Subtle lighting for a colourful transparent cocoon

Architects: SelgasCano
Photos: Iwan Baan

The Serpentine Pavilion 2015 was designed by the Madrid-based architects’ firm SelgasCano. A temporary pavilion is set up every year from June to October in Kensington Gardens in London/GB. The 2015 pavilion takes the form of a semi-transparent “chrysalis-like” structure, addressing and merging themes such as light and shadow, transparency, colour, material and form. During the daytime the candy-coloured structure, with its six entrances and a café at its core, is flooded with daylight, which gives rise to a multitude of coloured shadows on the floor of the pavilion. In the evening the cocoon is illuminated subtly from inside and the colourful skin the structure is wrapped in shimmers softly in the landscaped setting.

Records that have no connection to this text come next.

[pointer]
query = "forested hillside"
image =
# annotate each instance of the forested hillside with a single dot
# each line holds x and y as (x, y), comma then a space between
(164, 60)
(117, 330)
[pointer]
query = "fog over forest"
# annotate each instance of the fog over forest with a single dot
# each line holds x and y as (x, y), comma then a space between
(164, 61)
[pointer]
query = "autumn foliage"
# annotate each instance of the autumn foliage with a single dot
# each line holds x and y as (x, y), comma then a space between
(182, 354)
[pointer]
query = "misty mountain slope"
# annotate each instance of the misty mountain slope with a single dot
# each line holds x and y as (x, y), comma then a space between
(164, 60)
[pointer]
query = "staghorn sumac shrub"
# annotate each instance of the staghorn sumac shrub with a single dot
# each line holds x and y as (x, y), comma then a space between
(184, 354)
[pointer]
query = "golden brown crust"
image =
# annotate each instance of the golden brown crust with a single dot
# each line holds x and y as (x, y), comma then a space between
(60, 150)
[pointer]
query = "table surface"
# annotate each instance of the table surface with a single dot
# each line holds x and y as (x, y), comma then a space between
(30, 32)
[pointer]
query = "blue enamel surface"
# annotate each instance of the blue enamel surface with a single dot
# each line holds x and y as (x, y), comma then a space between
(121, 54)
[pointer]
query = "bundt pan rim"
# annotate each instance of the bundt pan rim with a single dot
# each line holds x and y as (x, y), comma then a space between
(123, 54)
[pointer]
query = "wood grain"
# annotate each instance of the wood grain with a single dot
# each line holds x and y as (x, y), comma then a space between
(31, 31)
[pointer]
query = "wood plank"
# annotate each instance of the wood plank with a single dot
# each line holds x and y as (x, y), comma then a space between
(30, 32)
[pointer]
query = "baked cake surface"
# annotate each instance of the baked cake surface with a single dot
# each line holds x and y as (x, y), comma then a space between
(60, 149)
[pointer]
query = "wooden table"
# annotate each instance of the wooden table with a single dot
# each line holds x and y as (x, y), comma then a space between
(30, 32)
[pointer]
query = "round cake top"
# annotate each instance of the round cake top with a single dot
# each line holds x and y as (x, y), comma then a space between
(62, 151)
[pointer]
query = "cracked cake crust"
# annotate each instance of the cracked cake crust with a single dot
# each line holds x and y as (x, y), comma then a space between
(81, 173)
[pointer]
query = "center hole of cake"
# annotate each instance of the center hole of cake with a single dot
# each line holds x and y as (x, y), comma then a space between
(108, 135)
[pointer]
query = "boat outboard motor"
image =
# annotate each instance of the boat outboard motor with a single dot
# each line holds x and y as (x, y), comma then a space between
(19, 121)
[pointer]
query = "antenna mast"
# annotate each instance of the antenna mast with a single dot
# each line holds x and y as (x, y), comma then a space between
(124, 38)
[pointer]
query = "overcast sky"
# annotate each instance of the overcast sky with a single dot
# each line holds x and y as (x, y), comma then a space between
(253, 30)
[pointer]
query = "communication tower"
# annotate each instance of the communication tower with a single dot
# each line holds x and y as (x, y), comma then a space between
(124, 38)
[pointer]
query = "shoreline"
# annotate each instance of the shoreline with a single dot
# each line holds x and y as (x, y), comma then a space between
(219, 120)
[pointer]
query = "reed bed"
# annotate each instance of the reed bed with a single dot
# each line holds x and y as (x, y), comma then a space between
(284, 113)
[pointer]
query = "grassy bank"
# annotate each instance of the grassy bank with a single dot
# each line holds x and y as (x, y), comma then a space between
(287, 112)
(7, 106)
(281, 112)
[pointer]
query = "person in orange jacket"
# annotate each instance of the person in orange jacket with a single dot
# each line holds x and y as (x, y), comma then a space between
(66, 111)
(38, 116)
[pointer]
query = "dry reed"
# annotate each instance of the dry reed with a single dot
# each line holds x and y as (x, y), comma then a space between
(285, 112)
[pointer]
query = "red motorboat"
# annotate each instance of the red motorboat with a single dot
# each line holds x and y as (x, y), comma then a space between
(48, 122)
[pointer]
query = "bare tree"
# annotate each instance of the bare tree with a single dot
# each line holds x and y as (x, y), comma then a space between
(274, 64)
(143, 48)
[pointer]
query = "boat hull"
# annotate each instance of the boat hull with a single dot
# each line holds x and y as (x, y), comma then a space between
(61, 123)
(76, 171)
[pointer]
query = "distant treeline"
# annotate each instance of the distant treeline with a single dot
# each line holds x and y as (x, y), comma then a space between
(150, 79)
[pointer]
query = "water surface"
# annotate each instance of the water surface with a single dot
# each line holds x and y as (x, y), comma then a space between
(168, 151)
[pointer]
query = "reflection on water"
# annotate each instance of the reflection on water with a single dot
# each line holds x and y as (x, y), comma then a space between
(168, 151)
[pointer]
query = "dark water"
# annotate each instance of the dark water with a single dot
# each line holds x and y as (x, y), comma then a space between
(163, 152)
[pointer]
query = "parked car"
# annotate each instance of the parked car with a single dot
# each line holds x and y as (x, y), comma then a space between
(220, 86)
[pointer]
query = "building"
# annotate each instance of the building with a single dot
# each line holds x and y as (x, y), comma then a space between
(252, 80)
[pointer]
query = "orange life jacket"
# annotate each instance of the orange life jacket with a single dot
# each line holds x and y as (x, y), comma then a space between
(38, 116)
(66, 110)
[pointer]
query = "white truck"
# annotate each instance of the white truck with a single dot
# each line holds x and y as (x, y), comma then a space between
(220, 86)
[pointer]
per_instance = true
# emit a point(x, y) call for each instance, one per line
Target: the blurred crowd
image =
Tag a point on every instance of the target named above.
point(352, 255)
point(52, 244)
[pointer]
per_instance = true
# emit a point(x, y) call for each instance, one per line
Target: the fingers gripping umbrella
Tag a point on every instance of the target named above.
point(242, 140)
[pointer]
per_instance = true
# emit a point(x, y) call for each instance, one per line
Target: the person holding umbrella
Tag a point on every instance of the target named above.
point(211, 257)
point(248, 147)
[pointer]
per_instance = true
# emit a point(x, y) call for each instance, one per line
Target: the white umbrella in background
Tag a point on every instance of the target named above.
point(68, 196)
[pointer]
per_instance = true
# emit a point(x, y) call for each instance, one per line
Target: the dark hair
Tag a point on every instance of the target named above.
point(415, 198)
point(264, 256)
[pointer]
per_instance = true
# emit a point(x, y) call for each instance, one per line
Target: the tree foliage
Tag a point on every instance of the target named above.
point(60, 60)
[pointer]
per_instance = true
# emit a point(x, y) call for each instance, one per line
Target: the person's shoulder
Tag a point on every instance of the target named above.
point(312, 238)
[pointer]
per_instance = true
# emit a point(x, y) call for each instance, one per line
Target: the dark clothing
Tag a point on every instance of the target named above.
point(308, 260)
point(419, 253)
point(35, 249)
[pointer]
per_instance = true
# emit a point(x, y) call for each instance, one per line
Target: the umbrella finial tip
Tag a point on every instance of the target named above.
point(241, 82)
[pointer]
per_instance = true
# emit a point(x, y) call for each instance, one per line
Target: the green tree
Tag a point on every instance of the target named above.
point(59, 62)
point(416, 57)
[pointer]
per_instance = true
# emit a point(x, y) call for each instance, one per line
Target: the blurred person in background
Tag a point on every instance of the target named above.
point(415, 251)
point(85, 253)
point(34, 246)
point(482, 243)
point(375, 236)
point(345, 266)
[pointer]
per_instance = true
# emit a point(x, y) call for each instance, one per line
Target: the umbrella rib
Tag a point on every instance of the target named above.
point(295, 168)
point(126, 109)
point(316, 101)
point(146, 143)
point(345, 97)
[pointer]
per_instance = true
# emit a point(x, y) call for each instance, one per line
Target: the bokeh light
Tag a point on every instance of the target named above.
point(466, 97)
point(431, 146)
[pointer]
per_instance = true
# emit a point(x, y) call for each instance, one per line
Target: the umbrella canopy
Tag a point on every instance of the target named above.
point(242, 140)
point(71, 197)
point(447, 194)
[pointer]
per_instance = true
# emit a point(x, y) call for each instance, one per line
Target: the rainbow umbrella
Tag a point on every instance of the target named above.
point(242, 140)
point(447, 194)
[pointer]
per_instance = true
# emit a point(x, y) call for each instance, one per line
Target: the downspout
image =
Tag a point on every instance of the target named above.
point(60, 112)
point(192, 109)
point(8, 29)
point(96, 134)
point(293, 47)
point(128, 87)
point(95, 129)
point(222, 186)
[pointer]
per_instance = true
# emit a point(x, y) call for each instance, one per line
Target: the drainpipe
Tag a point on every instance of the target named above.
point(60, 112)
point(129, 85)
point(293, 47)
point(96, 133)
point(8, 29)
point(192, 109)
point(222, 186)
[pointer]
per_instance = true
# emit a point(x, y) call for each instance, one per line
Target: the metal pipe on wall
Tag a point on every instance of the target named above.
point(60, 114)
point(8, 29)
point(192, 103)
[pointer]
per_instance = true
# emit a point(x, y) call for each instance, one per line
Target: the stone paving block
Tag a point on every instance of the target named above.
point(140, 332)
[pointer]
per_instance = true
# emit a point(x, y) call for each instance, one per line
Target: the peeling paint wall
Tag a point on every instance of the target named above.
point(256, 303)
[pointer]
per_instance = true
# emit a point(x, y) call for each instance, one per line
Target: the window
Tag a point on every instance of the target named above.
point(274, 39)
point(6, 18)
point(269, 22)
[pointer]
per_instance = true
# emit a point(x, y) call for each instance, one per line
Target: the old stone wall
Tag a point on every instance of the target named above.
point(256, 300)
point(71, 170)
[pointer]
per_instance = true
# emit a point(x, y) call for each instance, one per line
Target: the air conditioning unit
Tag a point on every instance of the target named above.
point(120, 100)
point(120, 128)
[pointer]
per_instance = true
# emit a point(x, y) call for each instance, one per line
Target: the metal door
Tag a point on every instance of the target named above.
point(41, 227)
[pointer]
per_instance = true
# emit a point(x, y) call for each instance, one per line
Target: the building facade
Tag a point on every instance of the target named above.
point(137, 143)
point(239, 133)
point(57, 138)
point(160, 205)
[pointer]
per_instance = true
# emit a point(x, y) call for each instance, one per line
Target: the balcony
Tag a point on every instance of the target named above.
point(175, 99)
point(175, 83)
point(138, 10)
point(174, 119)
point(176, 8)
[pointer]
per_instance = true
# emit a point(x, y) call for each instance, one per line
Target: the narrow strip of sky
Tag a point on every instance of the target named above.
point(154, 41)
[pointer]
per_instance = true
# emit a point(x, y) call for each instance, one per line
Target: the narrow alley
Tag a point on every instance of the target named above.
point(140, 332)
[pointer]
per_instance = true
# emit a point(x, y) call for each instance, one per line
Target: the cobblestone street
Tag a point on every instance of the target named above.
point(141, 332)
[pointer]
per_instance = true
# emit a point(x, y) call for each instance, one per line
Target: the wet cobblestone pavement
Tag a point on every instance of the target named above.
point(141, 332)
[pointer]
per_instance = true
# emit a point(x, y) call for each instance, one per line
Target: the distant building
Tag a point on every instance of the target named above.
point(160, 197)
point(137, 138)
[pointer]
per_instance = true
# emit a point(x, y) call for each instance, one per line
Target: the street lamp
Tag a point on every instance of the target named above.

The skin covering the polygonal steel frame is made up of pieces of different coloured ethylene tetrafluoroethylene (ETFE) membrane, covered in parts by dichroic foil. Spotlights equipped with frosted lenses gently illuminate the inside of the pavilion. The semi-external areas are also illuminated by IP-rated spotlights with frosted lenses for enhanced glare control. Bollards are used along the paths to support orientation.

A feeling of lightness, coupled with unusual forms and unique light and shadow effects take the visitor entering the pavilion on a truly fanciful journey.